O Desencantamento
O princípio da
análise na Dialética do Esclarecimento, Adorno e Horkheimer
relacionam a conclusão de Weber com o mundo pós-guerra: o mundo racional-burocrático
passa por um processo de desencantamento. O que isso significa? Para
tentar localizar este desencantamento, eles percorrem um caminho histórico
desde as sociedades indígenas, para indicar que a separação cultura X natureza
é o ingrediente básico e essencial para o nascimento da divisão do trabalho
como conhecemos e para o nascimento da dominação.
A natureza é o
instável, é aquilo que não se conhece, mas é aquilo que se tenta sempre
conhecer. O medo propulsiona o sujeito para o conhecimento e o faz interpretar
a natureza de forma que ele mesmo é parte da interpretação. Aí nasce o mito. O
mito é uma reflexão sobre a natureza: é uma maneira de indicar um nascimento,
de explicar o presente e de evocar um futuro não tão distante. No mito, tudo
acontece com um objetivo claro e tudo tem significado, mas além disso, tudo tem
relação direta com a sociedade em que o mito foi criado. Não existem mitos
“distanciados” da realidade vivida, vistos de maneira “neutra” e “afastada”.
O irracionalismo
dos mitos foi deixado para trás desde Platão e a tentativa de pensar o mundo
como objeto, ou seja, pensar o mundo sem se identificar com ele, se iniciou. O
nascimento da filosofia se dá sobre uma tentativa de se afastar da mitologia,
mas ainda antes disso, um outro acontecimento foi decisivo para a mudança das
formas de dominação. Se antes a dominação era diretamente ligada ao trabalho, à
modificação da natureza (se dominava a natureza), depois do nascimento da noção
de propriedade privada autorizada, com a fixação das tribos em terras estáveis
de cultivo (deixando o nomadismo no passado), a dominação se separou do
trabalho.
Os que não trabalhavam poderiam ser dominadores, pois poderiam
exercer poder tendo propriedade dos meios de produção. Para os autores, os
próprios mitos já mostravam a formação da divisão do trabalho, como quando
Ulisses, para passar pelas sereias (na Ilíada), coloca cera nos ouvidos de
todos os marujos remadores, com objetivo de que consigam trabalhar a pleno
vapor, enquanto ele próprio é amarrado ao barco, para conseguir escutar o
canto das sereias. Eis aí uma divisão do “empregador” e do “empregado”.
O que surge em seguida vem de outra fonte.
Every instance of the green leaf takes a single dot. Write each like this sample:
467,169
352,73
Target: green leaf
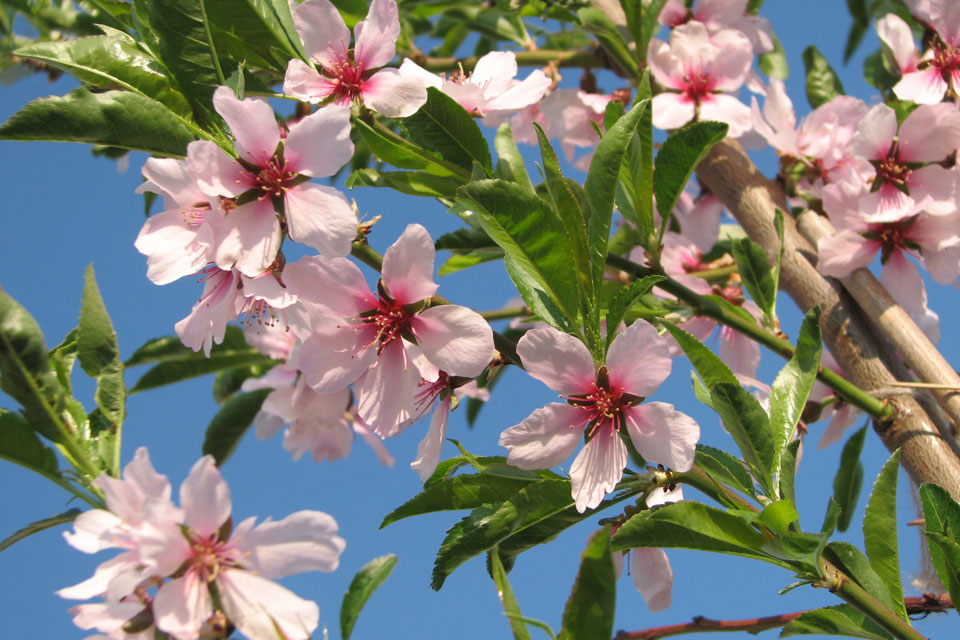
231,422
677,160
841,620
747,422
601,184
510,164
691,525
114,118
368,579
111,62
571,215
20,445
880,531
505,592
533,239
624,299
459,492
710,367
588,614
596,22
414,183
849,478
178,35
100,358
823,83
756,275
774,63
394,150
853,563
40,525
487,526
444,126
724,468
25,373
792,386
Quando, a partir do saber filosófico desenvolvido na Grécia, o
homem passa a não mais se identificar com o mundo, mas se posicionar em
oposição a ele, o caminho para a dominação irrefreável está aberto. Entretanto,
a radicalização que o iluminismo trouxe para o pensamento humano, obrigando a
aplicação do método científico e impossibilitando que qualquer outro discurso
tivesse validade para enfrentá-lo, acabou completamente com o caráter
imaginário das interpretações do mundo.
O desencantamento é produto da primazia da técnica. O método
científico é pura técnica e cálculo. O controle da natureza foi elevado ao
máximo e as incertezas que o mito produzia são eliminadas pela interpretação
pretensamente objetivas do método científico. É assim que o projeto da
modernidade pode ser definido como o desencantamento do mundo e o conhecimento
se torna cada vez mais uma fonte de poder.